Autora: Sandra Starling, publicado no Jornal O Tempo no dia 12/10/2011
Não sabe o leitor o quanto me doeu escrever este artigo. No dia 29 de setembro, em Santa Luzia, resolvi fazer algo adiado há muito: rasgar velhos papéis, seguindo a tradição chinesa segundo a qual não se devem guardar lembranças de tempos passados. Passei a manhã fazendo isso e só não rasguei um singelo cartão a que me já referi nesta coluna e que dizia: "tu hai raggione ma io no sono in torto". Essa expressão me fez reconhecer a importância da tolerância na vida. À tarde, recebi a notícia de que seu autor, padre Magela, havia falecido.
Conheci-o quando eu tinha 14 anos de idade, na cidade de Diamantina, onde ele, vigário da catedral, era redator-chefe do jornal da arquidiocese, "A Estrela Polar". Embalado pelo espírito de João XXIII, estimulou-nos a formar um núcleo da Juventude Estudantil Católica na cidade.

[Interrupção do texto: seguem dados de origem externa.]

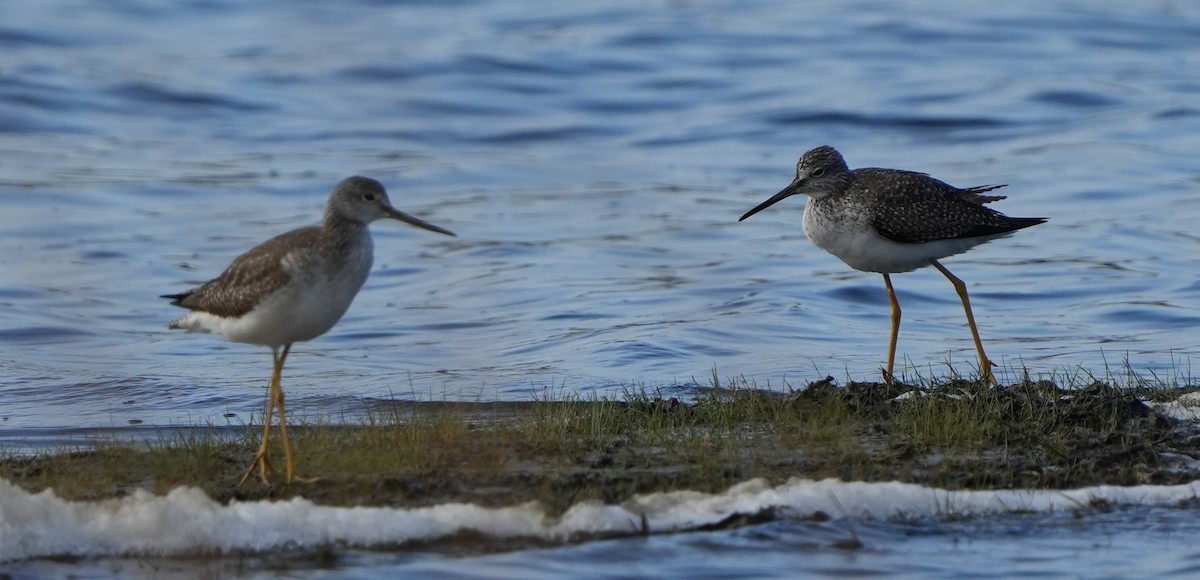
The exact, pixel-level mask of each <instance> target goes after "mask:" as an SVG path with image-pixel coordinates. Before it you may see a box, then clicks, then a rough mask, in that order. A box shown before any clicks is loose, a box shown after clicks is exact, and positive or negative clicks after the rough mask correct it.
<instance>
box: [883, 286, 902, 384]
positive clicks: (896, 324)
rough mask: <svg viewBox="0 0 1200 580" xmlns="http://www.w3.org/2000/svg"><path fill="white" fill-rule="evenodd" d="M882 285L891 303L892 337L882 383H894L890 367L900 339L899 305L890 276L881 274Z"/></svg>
mask: <svg viewBox="0 0 1200 580" xmlns="http://www.w3.org/2000/svg"><path fill="white" fill-rule="evenodd" d="M883 283H884V286H887V287H888V301H889V303H892V337H890V339H888V367H887V369H884V370H883V381H884V382H887V383H890V382H892V381H894V377H893V376H892V367H893V365H894V364H895V360H896V340H898V339H899V337H900V303H899V301H898V300H896V291H895V289H894V288H892V276H888V275H887V274H883Z"/></svg>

Magela militava ao lado dos oprimidos e me ensinou tudo quanto aprendi sobre justiça social. Não sei dizer por que ele me convidou a escrever crônicas semanais, que eu publicava sob o pseudônimo de "Jacqueline" (afinal, aqueles eram tempos de "glamour" do casal Kennedy). Meus escritos faziam muito sucesso entre os leitores do jornal, mas, às vezes, muitas vezes, me arrependi de ter assumido aquele compromisso porque o padre pegava no meu pé às quintas-feiras, cobrando-me o texto que ainda iria para a tipografia.
Aí, tomou posse como novo arcebispo dom Geraldo Proença Sigaud, ícone do conservadorismo eclesiástico. Logo proibiu minhas crônicas, o que muito me alegrou, porque fui convidada a escrever no jornal de maior circulação, "Voz de Diamantina", no qual permaneci até sair da cidade rumo a Belo Horizonte.

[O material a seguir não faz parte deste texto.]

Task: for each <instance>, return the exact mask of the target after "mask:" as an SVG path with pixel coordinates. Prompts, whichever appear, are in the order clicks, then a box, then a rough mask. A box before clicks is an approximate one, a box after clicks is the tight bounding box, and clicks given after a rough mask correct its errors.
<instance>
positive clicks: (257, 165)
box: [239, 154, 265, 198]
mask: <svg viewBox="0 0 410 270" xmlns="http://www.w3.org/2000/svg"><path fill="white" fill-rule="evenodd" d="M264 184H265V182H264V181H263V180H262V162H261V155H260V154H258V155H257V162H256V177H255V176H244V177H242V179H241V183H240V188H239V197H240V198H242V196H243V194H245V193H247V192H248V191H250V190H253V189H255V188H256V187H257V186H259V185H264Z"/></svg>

Pouco antes disso, padre Magela havia sido transferido para Guanhães. Nosso grupo de jovens da JEC rebelou-se contra a transferência. De Guanhães chegaram justos protestos por eu haver escrito sobre aquela "cidadezinha qualquer" para onde nosso mentor havia sido designado. Magela deu um jeito de promover um encontro de jovens das duas cidades e lá fui eu, como "conferencista", falar sobre a fome no mundo. Foi a primeira vez que me dirigi, pessoalmente, a uma audiência. Sob as bênçãos do vigário, fizemos as pazes: a juventude de Guanhães e eu.

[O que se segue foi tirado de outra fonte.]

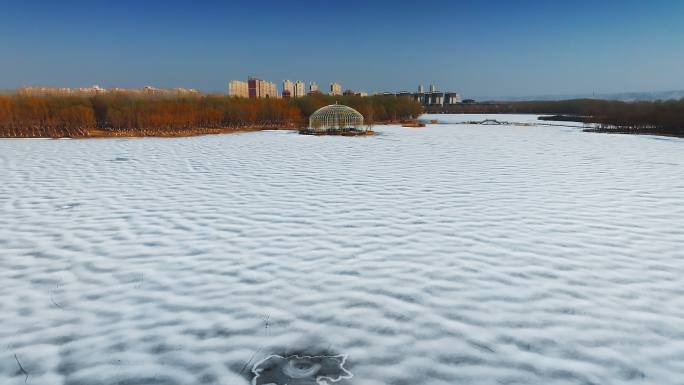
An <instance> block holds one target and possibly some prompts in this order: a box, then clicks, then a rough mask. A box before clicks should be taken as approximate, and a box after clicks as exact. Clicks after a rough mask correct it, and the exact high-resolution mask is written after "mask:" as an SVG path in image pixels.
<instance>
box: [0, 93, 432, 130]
mask: <svg viewBox="0 0 684 385" xmlns="http://www.w3.org/2000/svg"><path fill="white" fill-rule="evenodd" d="M335 101H337V102H339V103H341V104H346V105H349V106H351V107H353V108H356V109H357V110H358V111H359V112H361V113H362V114H363V115H364V117H365V119H366V121H367V122H368V123H370V124H372V123H374V122H381V121H392V120H394V121H396V120H400V119H407V118H415V117H417V116H418V115H419V114H420V113H421V106H420V105H419V104H417V103H415V102H413V101H412V100H410V99H408V98H396V97H388V96H373V97H358V96H339V97H332V96H326V95H315V96H307V97H303V98H297V99H241V98H233V97H227V96H224V95H200V96H141V95H131V94H123V93H116V94H104V95H96V96H90V97H88V96H23V95H17V94H14V95H0V137H85V136H92V135H94V133H95V132H97V133H99V134H100V135H101V134H102V133H105V134H106V133H108V132H109V133H113V134H125V133H127V132H137V133H142V134H143V135H148V134H165V133H175V132H189V131H192V130H196V131H197V132H202V133H204V132H212V131H210V130H212V129H230V128H235V129H237V128H262V127H263V128H290V127H301V126H302V125H304V124H306V121H307V119H308V116H309V115H310V114H311V113H313V112H314V111H315V110H316V109H318V108H320V107H322V106H325V105H327V104H332V103H334V102H335Z"/></svg>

Pelos tempos afora, nossas vidas cruzaram-se em muitos momentos. O pior deles: ambos fomos cruelmente afastados, nos mesmos dias, do que havíamos escolhido fazer. Ele, da PUC; eu, do governo Lula. Dele a lição maior: a convicção na transitoriedade das práticas humanas que colocam no limbo aqueles que ousam agir contra preceitos tidos como universais.
Há pouco havia me pedido que lhe trouxesse de Brasília a festejada edição do Senado Federal da monumental obra de Otto Maria Carpeaux, "História da Literatura Ocidental". Busco, pois, entre os melhores de nossa literatura nacional para, com Mário de Andrade, dizer que o meu querido e inesquecível amigo Geraldo Magela tornou-se uma estrela. Quem sabe, uma estrela polar.